Mes parents ont toujours tenu à ce qu'on fasse le max tous ensemble. ça a été facilité par le fait qu'elle a très peu grandi (la taille d'un enfant de 6-7 ans). Du coup on pouvait l'amener sans trop de difficulté à la mer, à la montagne, en randonnée... Ma mère n'a pas travaillé pour pouvoir s'occuper d'elle et ne pas la laisser dans un institut comme beaucoup le fond. Elle a été dans un institut mais seulement la journée, c'était son école. On avait la chance d'avoir un centre très bien et pas trop loin mais c'est pas le cas de tout le monde.
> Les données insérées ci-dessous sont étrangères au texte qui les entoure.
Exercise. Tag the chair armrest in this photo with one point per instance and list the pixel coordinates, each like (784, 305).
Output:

Et beaucoup de ses camarades passaient la semaine voir le mois dans cet institut. Mais en même temps je trouve ça trop facile d'accuser les parents qui les "abandonne". C'est une situation extrêmement compliqué pour tout le monde. J'ai découvert la notion de validisme dans les commentaires de cet article. Et c'est effectivement très présent, dans la vie de tout les jours. Il y a toujours des gens qui se plaignaient parce qu'elle "chantait" à sa manière et assez fort. On a essayé plusieurs fois de l'emmener au cinéma mais ça restait assez compliqué. J'crois qu'il y a aussi un vrai manque de communication et des confrontation entre les différents types de handicapes et les gens "normaux".
J'me suis aussi posé les questions de qu'est-ce que je ferais quand mes parents seront plus là ou plus en capacité de s'en occuper... Alors oui, ça peut sembler très égoïste. Mais c'est des questions qu'on est obligé de se poser dans cette société et j'ai trouvé certains commentaires vraiment violent par rapport à son témoignage. On est tous humain, et invalider ses propres souffrance parce que celles de l'autre sont pire n'amène à rien. ça ne fait pas avancer le débat et je ne voit pas comment on peut améliorer les choses sans écouter les souffrances de toutes les personnes impliquées dans une situation.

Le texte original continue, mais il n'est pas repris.